Manisalı Kütüphane memuru çizgisiz bir kâğıt çıkardı. Sevecen bir bakışla, Sarıpişo’nun sarı kafasını okşadı. ‘’Hadi bakalım az evvel gördüğün olayı bir kompozisyon şeklinde yaz.’’ Sarıpişo yarım saat boyunca o müthiş kompozisyonu yazarken, Nazım ara sıra pencereden Hasanpaşa hanını seyrediyor, bazen de kalın gözlüklerin üstünden Sarıpişo’ya gülümseyip bakarken, önündeki o dönem aşırı solcuların gazetesi olarak bilinen Cumhuriyet gazetesinin bulmacasını çözüyordu. Sonunda kompozisyon bitmişti. Alipaşa ilkokulu 3 sınıf talebesi Sarıpişo belki de yazarlığına ilk adımını atacağı, 60 yaşına geldiğinde yayınlayacağı kitabının ilk satırları yazıyordu. Nazım kompozisyon kâğıdını eline alınca Daha önceki sohbetlerinde Bedros’a ‘’çok zeki bir çocuk, büyük bir adam ’’ olacağından emin olduğunu söylediği sarı saçlı çocuğa gözlerini kısıp sevgiyle baktı. Çizgisiz dosya kâğıdına yazılanları okuyunca, yüzünde ki meşhur Diyarbakır kadayıfı yemiş gibigülen suratı değişmiş, yerine İrma’nın yaptığı acur turşusu tatmış, ekşimiş bir surat gelmişti. Uzun kompozisyonun elle tutulur bir yanı yoktu. Genelde giriş, gelişim, sonuç olması beklenen yazıda. Gelişim başta, girişten eser olmadığı gibi, sonuç bölümü uzun bir tatile çıkmıştı. Üstelik Diyarbekir şivesinde yazılan kompozisyon yöresel, otantik olmanın ötesinde, kargacık burgacık yazılarıyla anlamak güçtü. Okumak için illa Eczacılık Fakültesi bitirmiş aynı zamanda Diyarbekir şivesini iyi bilen Rojda isminde bir eczacıya ihtiyaç duyuluyordu. Ama o kişide henüz dünyaya teşrif etmemişti. Rojda annesinin karnında dua edip, Paris’in elit bir semti olan Montparnasse’de doğmak için çok dua etmişti. Ne yazık ki duası tutmamış Orta doğunun en belalı kentine tayini çıkmıştı.
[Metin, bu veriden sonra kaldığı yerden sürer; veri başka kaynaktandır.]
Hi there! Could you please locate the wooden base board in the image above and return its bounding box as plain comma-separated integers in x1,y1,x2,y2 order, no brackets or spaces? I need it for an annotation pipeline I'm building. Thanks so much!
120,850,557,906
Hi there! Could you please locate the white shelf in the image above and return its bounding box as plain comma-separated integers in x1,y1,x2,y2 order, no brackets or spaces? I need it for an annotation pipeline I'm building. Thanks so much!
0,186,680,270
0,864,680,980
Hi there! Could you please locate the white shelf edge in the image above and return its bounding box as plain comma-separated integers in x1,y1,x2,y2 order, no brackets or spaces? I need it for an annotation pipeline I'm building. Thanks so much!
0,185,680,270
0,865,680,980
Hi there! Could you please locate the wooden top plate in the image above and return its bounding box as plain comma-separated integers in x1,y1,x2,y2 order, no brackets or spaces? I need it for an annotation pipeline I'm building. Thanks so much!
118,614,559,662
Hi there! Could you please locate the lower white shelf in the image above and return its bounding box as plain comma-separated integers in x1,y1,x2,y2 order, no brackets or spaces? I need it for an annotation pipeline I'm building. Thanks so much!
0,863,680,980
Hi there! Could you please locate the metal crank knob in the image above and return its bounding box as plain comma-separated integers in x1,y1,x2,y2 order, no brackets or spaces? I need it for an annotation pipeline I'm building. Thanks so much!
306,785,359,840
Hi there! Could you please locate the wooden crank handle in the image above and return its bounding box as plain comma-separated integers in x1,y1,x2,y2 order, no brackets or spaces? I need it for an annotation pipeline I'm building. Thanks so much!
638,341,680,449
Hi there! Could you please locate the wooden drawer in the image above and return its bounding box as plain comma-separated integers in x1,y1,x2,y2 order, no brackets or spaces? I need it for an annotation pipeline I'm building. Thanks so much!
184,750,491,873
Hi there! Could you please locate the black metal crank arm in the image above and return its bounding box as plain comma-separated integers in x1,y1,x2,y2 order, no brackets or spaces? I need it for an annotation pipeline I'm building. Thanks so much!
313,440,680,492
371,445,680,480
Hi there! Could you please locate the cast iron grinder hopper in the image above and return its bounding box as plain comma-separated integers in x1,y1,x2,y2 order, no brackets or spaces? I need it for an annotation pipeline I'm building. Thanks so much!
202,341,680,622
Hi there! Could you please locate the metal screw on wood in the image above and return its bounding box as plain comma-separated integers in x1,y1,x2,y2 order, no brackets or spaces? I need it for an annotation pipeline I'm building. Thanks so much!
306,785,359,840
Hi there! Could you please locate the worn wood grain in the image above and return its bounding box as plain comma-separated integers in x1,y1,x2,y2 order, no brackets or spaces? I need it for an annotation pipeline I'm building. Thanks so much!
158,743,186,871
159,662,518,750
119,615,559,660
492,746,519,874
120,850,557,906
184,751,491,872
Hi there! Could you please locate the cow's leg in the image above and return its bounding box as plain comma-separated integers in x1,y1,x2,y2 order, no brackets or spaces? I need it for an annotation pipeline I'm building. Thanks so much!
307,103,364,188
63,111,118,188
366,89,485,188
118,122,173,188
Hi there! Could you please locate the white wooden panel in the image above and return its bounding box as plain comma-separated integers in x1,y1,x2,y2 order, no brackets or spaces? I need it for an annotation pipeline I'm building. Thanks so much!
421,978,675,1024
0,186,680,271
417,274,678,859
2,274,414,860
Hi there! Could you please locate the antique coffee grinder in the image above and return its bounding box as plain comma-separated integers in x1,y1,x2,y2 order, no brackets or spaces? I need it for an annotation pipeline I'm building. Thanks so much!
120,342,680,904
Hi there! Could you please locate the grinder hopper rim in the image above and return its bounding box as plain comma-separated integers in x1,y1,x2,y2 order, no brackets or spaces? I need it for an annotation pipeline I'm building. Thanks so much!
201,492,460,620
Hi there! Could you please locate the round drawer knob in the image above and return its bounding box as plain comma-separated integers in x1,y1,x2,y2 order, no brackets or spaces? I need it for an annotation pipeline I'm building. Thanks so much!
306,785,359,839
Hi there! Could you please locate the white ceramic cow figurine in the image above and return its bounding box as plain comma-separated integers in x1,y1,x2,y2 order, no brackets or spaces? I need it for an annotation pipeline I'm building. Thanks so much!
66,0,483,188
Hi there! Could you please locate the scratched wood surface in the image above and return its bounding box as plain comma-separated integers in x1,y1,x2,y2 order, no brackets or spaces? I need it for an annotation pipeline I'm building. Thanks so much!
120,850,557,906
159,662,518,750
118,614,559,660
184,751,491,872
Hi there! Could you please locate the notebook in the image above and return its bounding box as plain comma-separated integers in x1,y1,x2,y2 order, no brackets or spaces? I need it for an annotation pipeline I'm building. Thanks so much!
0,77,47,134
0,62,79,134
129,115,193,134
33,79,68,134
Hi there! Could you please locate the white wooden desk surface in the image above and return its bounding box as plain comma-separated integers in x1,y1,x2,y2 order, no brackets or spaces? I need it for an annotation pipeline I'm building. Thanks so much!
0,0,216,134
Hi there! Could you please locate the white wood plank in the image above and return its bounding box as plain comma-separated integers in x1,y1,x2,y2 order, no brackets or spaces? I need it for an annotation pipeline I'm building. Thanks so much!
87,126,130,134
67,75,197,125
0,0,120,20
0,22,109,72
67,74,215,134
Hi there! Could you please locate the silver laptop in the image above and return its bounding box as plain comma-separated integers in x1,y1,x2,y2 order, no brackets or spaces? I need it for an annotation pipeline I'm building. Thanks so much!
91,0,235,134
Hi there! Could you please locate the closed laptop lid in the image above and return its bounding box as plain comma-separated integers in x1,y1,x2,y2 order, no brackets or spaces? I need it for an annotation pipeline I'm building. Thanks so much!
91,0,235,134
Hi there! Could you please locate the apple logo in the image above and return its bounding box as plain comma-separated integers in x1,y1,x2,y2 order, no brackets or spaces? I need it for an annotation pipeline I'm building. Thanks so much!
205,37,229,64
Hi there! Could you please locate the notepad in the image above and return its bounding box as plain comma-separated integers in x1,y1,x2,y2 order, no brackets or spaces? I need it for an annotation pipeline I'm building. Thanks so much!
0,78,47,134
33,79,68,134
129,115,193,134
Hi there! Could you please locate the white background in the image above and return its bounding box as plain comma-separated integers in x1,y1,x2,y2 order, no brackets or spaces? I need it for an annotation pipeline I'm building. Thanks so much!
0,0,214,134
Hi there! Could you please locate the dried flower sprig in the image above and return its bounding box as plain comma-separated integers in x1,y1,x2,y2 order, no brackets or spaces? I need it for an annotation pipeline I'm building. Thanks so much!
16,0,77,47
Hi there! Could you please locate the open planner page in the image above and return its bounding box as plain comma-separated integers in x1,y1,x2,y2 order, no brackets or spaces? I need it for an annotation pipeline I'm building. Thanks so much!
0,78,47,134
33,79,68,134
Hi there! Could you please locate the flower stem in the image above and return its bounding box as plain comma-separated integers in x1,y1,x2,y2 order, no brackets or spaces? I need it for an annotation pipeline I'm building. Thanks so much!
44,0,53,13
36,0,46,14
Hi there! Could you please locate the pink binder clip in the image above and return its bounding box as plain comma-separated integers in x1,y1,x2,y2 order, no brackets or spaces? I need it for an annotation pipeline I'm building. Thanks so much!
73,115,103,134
 Kompozisyonun başlığı gazetecilik lügatinde merak uyandıran, gazeteyi almaya mecbur bırakan şok başlıkları yaya bırakırdı. Edebiyat dünyasında çığır açacak, belki de Nobel ödülü! alacak Kompozisyon aşağı yukarı şöyleydi;

ULUCAMİDE KAN AGHTİ

Bi kız yüzünden kan davasi olan aşiretler birbirlerini vurdilar. Başında serpuş olan amice, köy agasi olan amiceye vurdi, ondan da kan ahti. Bi tene kefe agarlı (arap serpuşu) amiceye Qebragın (pezevenk) birisi arhadan vurdi onunda başi yarildi, ondan da kan ahti. Kahvede oturanlar korkudan Çarşiya şevutiye (yanıkçarşiya) kaçti.  Kaçarlarken bazıları kapkaplarını (ayakkabı) arhada bırakti. Kahveci meheme kırılan camlara agladi. Mehlenin pijleri (piçleri) fırsati buldu, Kırtasiyeci Kemal Acet amcanın tükenindeki Hazreti Ali cengi, Hayber kalesi, Kemalettin Tuğcu kitaplarını çaldi. Eczacı Zeyyad Münir Cizreli amicede ne tentürdiyot,  nede oksijen suyu kalmadı. Köylülerin hepsine pansuman yapti. Haloların bir kısmi numune hastanesi acile getti. Bir kısmınida Polesler (polis) çarşi karakoluna apardi (götürdü) Kütüphanada olan uşaghlar zitige kaghti (heyecandan yerinde eşekler gibi çifte attı)

İlk yazımın böyle komik olmasına çok güldünüz mü? Kitap yazmak isterseniz hiç vazgeçmeyin. Ben yıllarca uğraştım muradıma erdim. Darısı sizin başınıza, ben çıkayım Gazi köşküne.